Lloyd Cole caused a minor rumpus a few years back when he set up with the Commotions in Glasgow. As an English graduate he couldn’t avoid literary pretension in his lyrics, but by singing from somewhere around his navel he made songs like ‘Perfect skin’ sound both sensual and cerebral. But then he moved his moody self to New York, the better to perfect his Lou Reed impersonation. The result is a new eponymous album and a select tour of his homeland.

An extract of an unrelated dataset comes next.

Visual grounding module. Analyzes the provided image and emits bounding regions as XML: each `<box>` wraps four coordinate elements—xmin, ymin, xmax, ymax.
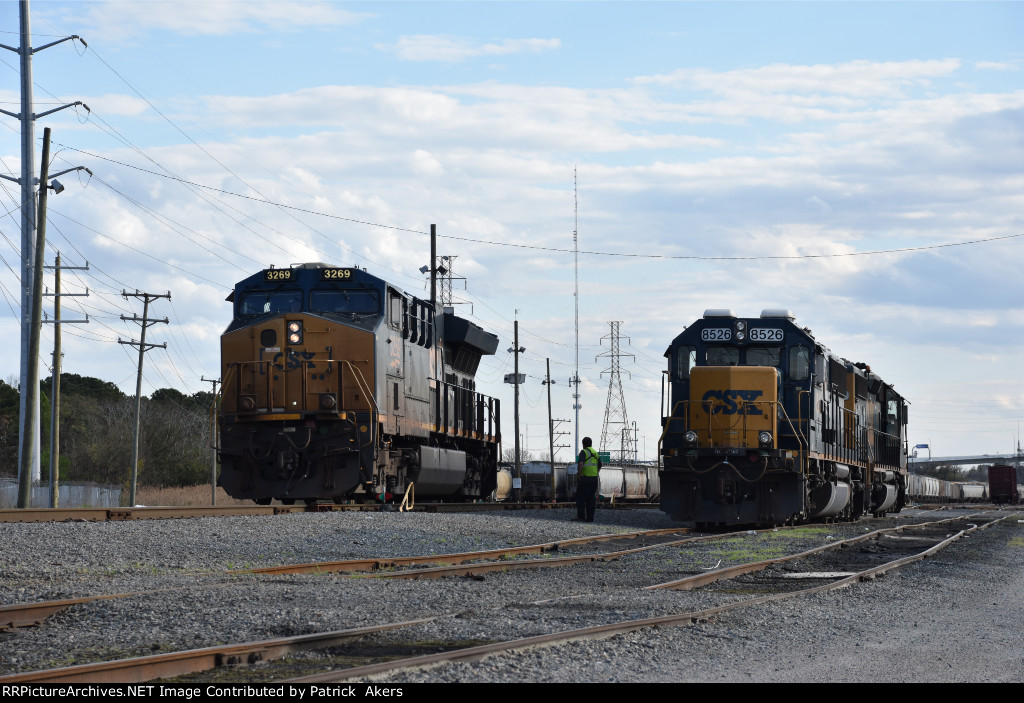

Walking in on him at the Hammersmith Odeon on Tuesday promised well.he stage was swathed in a smoky haze and Cole, well armed with guitarists, including an ex Lou Reed sidesman Robert Quine, who trailed a mammoth reputation, and a Reed drummer in Fred Maher, looked the part in dark glasses and black leathers. It might be an old fashioned, 1970’s Warhol Factory clone but why not ? An hour or so later Cole had dissipated most of my hopes. He has picked up the worst East Coast mannerisms, including half an American accent, and that irritating business of quitting the stage after 45 minutes the better to milk three encores. And he has not gained much in his exile:or rather songs that sound well on the album, like ‘Long way down,’ were here casually thrown off, with the lyrics abruptly mangled.

There is too much of the posturing of the sensual pop star, one who appeals to men with his cleverly feminist-sexist lyrics, and not enough natural humour. It is almost George Michael without the laughs. Lloyd Cole has not yet earned a major interview in Rolling Stone and coming on like the history of rock music, with cover versions of Elvis in the encores, strains the patience.

It is quite pleasant, with atmospheric cameos in the audience – fans passing into a drugged stupor until woken by the burning joint; laid back critics bitching about Cole’s hair and face (rather podgy now that he has scraped off the macho designer stubble), but never making the leap into nirvana which the image, the album, and the truly tight and professional New York band promised. Indeed while Cole over dosed on ego Quine was too restrained in his guitar work. Perhaps Cole was tense, but if you aim to overhaul Lou Reed you must be more louche and relaxed than this.